Create a workspace that is mindful of your body, give yourself enough space and position your accessories/ tools (such as computers) optimally to reduce the incidence and severity of cramps.
The optimal office set up
It is recommended that you take a break from sitting at your desk every 30-40 minutes.
If you can’t leave your desk, here are some effective stretches and strengthening exercises that can relieve cramps and help you toward your fitness goals.
1. Prevent cramp
These stretches should be held for 20 seconds for three repetitions (3 x 20 secs). They help to activate and loosen the deep spinal muscles, shoulders, calves and hamstrings which are vulnerable to regular cramps.
2. Build strength
Medial leg lift – 10 repetitions in 3 sets (10 x 3). For progression, hold your legs for 10 seconds when they are directly out in front of you
Knee to chest raises – 12 repetitions in 2 sets (12 x 2). For progression, on the leg extension, draw a star sign in the air with your toes, attempt this for as many repetitions as you are able.
But wait! That’s not all! Your sleep position can be just as important as daytime posture. It can also be a key factor in our quality of sleep and contribute to recovery from injuries or illnesses.
It is also important to check in with your doctor if you have any persistent back pain or spasm. This is because women who have gone through menopause are at higher risk of having ‘silent’ fractures in their spinal column, as well as certain other medical conditions. As our bones tend to thin due to hormonal changes (a condition known as osteopaenia or osteoporosis), fractures can sometimes even happen when you have not had any fall or noticeable injury.
Sleeping on your back (supine)
Place a pillow (or two) under the folds of your knees so that your knees are at a level slightly higher than your pelvis. This position reduces the pressure on the lower back. Increased pressure on the lower back can lead to pain and disc degeneration which can interfere with sleep as well as cause daytime discomfort.
Sleeping on your side
Place a pillow under your head to ensure that your neck is well supported and roughly parallel with the mattress. Lie on your chosen side with knees slightly bent (about 70 degrees) and a pillow placed between them. This again relieves pressure on the lower back. To prevent cramps and pins and needles, lay your lower arm out straight. For the upper arm, place a pillow next to your tummy and rest your hand on top of it. This prevents stress on the shoulder joint by keeping the arm slightly raised.

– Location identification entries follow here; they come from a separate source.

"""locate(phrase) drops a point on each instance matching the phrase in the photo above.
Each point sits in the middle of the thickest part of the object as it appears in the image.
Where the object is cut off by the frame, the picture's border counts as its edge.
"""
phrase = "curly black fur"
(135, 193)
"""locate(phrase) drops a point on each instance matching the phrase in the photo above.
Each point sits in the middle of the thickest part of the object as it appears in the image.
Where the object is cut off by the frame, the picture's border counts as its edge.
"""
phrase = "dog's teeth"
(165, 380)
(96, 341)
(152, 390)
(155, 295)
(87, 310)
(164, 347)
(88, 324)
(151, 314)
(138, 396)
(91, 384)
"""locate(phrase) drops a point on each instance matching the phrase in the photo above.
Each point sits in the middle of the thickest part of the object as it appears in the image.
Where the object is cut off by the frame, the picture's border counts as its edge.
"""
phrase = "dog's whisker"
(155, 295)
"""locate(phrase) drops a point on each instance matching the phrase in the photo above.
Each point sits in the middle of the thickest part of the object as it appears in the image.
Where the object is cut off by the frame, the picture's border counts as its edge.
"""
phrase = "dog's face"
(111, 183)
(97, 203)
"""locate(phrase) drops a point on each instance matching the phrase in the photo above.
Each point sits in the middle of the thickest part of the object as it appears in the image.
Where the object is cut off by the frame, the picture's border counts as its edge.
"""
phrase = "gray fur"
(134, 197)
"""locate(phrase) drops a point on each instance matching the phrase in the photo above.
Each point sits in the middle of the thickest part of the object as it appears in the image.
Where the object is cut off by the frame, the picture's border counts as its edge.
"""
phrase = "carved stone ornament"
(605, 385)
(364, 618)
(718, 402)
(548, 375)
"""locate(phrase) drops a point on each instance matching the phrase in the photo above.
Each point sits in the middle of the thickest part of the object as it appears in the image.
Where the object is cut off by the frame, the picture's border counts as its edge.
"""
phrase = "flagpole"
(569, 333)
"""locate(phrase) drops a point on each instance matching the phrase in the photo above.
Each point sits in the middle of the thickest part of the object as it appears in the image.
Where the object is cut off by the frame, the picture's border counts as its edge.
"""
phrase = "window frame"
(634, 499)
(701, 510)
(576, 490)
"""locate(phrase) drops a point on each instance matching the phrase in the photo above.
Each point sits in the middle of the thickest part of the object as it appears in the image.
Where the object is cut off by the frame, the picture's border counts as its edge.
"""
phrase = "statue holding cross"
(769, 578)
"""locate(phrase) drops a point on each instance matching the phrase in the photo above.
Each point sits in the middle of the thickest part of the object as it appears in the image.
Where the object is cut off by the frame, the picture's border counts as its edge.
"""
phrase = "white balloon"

And yes, you may need to buy more pillows.
Menopause muscle pain
Sometimes, aches and muscle pain are put down to the menopause itself rather than any condition in particular. Talk to your doctor, as there are a number of things you can do to help.
A generally healthy lifestyle is always important and can help with many different types of pain. Think about a healthy diet, exercise, maintaining a healthy weight and stopping smoking.
Some women find hormone replacement therapy (HRT) helpful in treating the general aches and menopause muscle pain, however scientific evidence for this is limited. HRT has been shown to help tackle symptoms that can contribute to pain, including poor sleep and mood changes. Read more about the HRT debate here
Muscle pain and spasm are common in menopause and yet can be a complex problem to solve. If you are experiencing any pain which does not resolve after a couple of weeks or spasms which keep happening, talk to your doctor. They will be able to help you find out the cause for your symptoms and ensure that you get the treatment you need.